Мощная волна обрушилась на корабль, и Алиенору бросило к Амлену и окатило дождем ледяных брызг. Он крепко схватил ее, и королева почувствовала, какое у него плотное, мускулистое тело и сильные руки, и это было странное ощущение, как будто ее обнимает Генрих, но совсем иначе, чем обычно.

Корабль выровнялся, Алиенора отстранилась и восстановила равновесие.

– Ну теперь-то вы пойдете под навес? – поинтересовался Амлен.

– Через минуту, – ответила она и взяла его за руку. – Обещайте, что будете добры к Изабелле и позаботитесь о моих младших детях.

Он удивленно поднял брови:

– Я все это уже делаю. Вам не обязательно брать с меня клятву.

– Нет, обязательно. – Она задумчиво посмотрела на него. – Это все, что я могу. И вот что еще я скажу вам, Амлен. Несмотря на всю вашу преданность Генриху, остерегайтесь его. Не позволяйте ему искалечить вашу жизнь. Генрих – это шторм, который мало кого оставляет в живых.

– У меня большой опыт по части выживания в таких штормах, – невозмутимо возразил Амлен. – Главное – научиться обходить опасные прибрежные скалы.

– Обещайте мне.

– Торжественно клянусь, – произнес Амлен и высвободил свою руку, – но не ради вас.

– Я об этом и не прошу, ибо знаю, кому вы, милорд, присягнули на верность.

Алиенора вернулась под навес. Амлен фанатично предан Генриху, но кристально чист в помыслах. Однако что это меняет?

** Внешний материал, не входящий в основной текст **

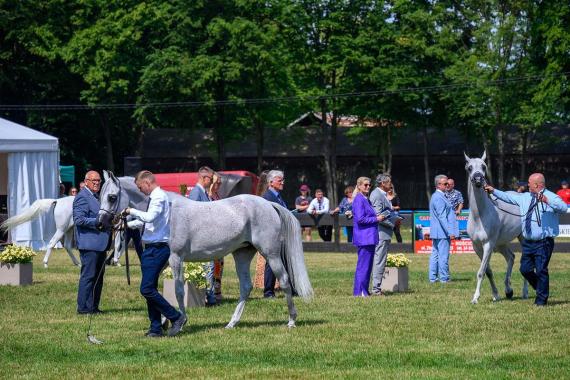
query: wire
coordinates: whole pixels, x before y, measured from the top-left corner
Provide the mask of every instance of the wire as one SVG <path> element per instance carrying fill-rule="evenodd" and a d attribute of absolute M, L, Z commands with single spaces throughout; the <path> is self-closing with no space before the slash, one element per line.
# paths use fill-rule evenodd
<path fill-rule="evenodd" d="M 228 99 L 214 101 L 190 102 L 150 102 L 150 103 L 101 103 L 101 104 L 0 104 L 2 111 L 73 111 L 73 110 L 100 110 L 100 109 L 140 109 L 140 108 L 196 108 L 237 105 L 257 105 L 272 103 L 290 103 L 297 101 L 331 100 L 338 98 L 377 97 L 385 95 L 398 95 L 405 93 L 422 93 L 440 90 L 480 88 L 482 86 L 500 86 L 512 82 L 540 81 L 546 78 L 567 77 L 570 71 L 550 75 L 529 75 L 506 79 L 484 81 L 481 83 L 456 83 L 425 87 L 406 87 L 396 90 L 358 91 L 328 95 L 286 96 L 275 98 Z"/>

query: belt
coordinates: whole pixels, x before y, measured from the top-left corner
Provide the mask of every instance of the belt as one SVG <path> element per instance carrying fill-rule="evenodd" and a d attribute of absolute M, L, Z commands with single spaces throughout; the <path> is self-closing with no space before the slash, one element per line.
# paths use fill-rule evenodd
<path fill-rule="evenodd" d="M 145 248 L 159 248 L 159 247 L 168 247 L 168 243 L 165 241 L 161 241 L 158 243 L 145 243 Z"/>

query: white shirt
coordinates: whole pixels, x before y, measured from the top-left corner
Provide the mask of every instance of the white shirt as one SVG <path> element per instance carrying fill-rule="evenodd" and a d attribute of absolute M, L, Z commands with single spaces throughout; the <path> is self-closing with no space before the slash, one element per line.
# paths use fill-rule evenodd
<path fill-rule="evenodd" d="M 322 197 L 320 204 L 317 198 L 313 199 L 311 203 L 309 203 L 309 207 L 307 208 L 307 213 L 312 214 L 314 210 L 317 211 L 317 214 L 326 214 L 327 212 L 329 212 L 328 198 Z"/>
<path fill-rule="evenodd" d="M 160 187 L 150 193 L 148 211 L 131 209 L 131 215 L 136 220 L 128 222 L 129 228 L 139 228 L 144 225 L 142 241 L 144 243 L 167 243 L 170 238 L 170 204 L 168 195 Z"/>

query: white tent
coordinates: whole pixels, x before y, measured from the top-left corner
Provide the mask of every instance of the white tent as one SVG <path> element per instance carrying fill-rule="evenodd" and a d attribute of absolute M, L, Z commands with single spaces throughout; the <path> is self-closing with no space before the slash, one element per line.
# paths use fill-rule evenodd
<path fill-rule="evenodd" d="M 59 193 L 59 144 L 56 137 L 0 118 L 0 195 L 7 195 L 14 216 Z M 12 242 L 45 249 L 55 231 L 53 218 L 41 217 L 11 231 Z"/>

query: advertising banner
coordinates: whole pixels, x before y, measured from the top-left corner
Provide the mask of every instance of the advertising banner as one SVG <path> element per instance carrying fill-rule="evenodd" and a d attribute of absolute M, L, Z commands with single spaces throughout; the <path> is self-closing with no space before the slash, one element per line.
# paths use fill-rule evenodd
<path fill-rule="evenodd" d="M 468 211 L 462 211 L 457 216 L 459 236 L 451 241 L 450 253 L 475 253 L 473 244 L 467 235 Z M 429 211 L 414 212 L 414 253 L 431 253 L 432 241 L 429 236 Z"/>

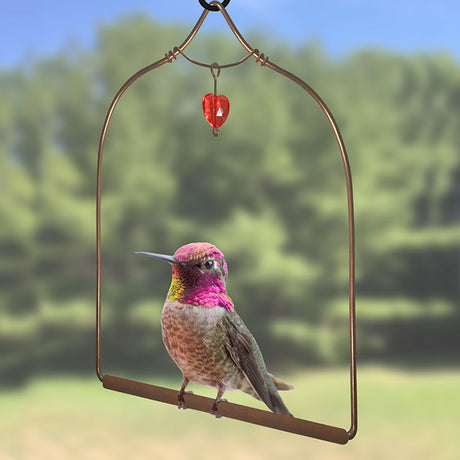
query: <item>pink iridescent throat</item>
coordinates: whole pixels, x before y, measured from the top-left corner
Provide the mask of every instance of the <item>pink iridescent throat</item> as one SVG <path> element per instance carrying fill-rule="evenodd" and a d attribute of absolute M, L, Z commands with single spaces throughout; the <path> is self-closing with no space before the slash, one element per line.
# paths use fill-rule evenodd
<path fill-rule="evenodd" d="M 224 307 L 228 311 L 235 311 L 232 299 L 220 278 L 201 276 L 198 280 L 193 280 L 193 283 L 190 281 L 192 280 L 181 276 L 177 267 L 173 267 L 168 298 L 189 305 L 201 305 L 205 308 Z M 193 286 L 187 286 L 188 284 Z"/>

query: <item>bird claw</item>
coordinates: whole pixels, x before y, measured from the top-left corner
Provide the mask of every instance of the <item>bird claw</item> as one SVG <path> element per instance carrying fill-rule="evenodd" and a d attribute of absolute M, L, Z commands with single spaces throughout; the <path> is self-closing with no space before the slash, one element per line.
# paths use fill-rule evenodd
<path fill-rule="evenodd" d="M 216 399 L 211 408 L 211 415 L 214 415 L 216 418 L 222 418 L 222 415 L 220 415 L 217 411 L 218 409 L 217 405 L 221 402 L 228 402 L 228 401 L 226 399 Z"/>
<path fill-rule="evenodd" d="M 185 405 L 185 400 L 184 400 L 184 394 L 192 395 L 193 391 L 182 391 L 179 392 L 177 395 L 177 408 L 178 409 L 187 409 L 187 406 Z"/>
<path fill-rule="evenodd" d="M 177 401 L 177 408 L 178 409 L 187 409 L 187 406 L 185 405 L 185 401 Z"/>

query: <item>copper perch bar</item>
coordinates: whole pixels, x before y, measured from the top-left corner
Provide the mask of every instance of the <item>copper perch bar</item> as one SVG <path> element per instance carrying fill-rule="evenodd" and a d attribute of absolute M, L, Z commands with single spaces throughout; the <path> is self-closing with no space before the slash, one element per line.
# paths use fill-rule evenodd
<path fill-rule="evenodd" d="M 119 391 L 121 393 L 140 396 L 167 404 L 177 406 L 177 391 L 170 388 L 149 385 L 112 375 L 104 375 L 104 388 Z M 214 399 L 194 394 L 186 394 L 185 402 L 188 408 L 201 412 L 211 412 Z M 349 440 L 348 433 L 343 428 L 314 423 L 287 415 L 278 415 L 266 410 L 254 409 L 240 404 L 221 402 L 218 406 L 219 415 L 233 418 L 242 422 L 255 423 L 257 425 L 288 431 L 290 433 L 310 436 L 312 438 L 330 441 L 336 444 L 346 444 Z"/>

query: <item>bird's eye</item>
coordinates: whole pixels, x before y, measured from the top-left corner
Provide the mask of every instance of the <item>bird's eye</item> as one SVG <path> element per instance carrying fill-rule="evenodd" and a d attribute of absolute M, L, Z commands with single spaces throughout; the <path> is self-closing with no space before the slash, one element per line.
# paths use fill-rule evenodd
<path fill-rule="evenodd" d="M 214 267 L 214 261 L 213 260 L 207 260 L 204 263 L 204 268 L 206 268 L 207 270 L 210 270 L 213 267 Z"/>

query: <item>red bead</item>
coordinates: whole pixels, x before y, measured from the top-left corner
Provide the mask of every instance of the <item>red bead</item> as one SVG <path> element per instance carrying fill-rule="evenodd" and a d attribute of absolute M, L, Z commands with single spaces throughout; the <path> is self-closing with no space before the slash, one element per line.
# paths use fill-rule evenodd
<path fill-rule="evenodd" d="M 230 112 L 230 102 L 226 96 L 206 94 L 203 97 L 203 113 L 207 122 L 213 128 L 219 128 L 225 123 Z"/>

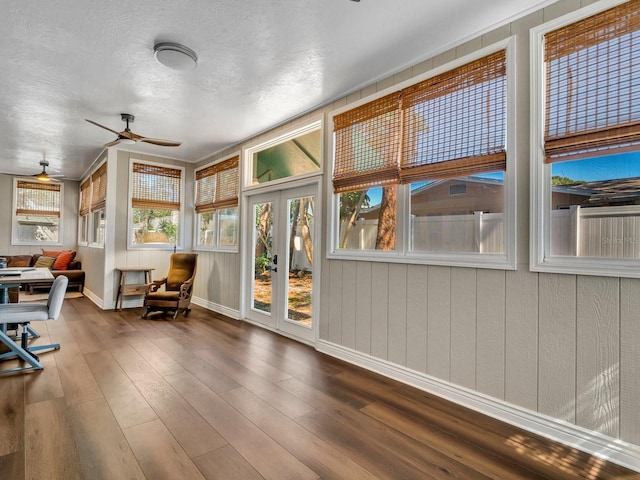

Капеллан Изабеллы читал молитвы, и страх понемногу отпускал людей. Некоторых еще тошнило, хотя желудки уже опустели. Алиенора встала на колени, закрыла глаза и склонила голову, слушая бормотание священника и сжав в руках четки.

После полудня ветер поменял направление и ослабел, и корабли побежали к английскому берегу, как кони, пущенные галопом. Паруса изодрало в клочья, команда изнемогала от усталости, пассажиры были изнурены качкой, но, по крайней мере, все остались живы. За час до заката облака расступились, и мягкий вечерний свет упал на поверхность воды, расцвечивая порт Саутгемптона золотыми и бронзовыми тонами. Потрепанный ветрами флот медленно входил в гавань. На палубе раздавались радостные восклицания, все обнимались, а Алиенора обреченно наблюдала, как галера приближается к берегу. Впереди она увидела корабль Генриха. Глупо было надеяться, что Господь услышит ее молитвы и ненавистный супруг сгинет во время шторма.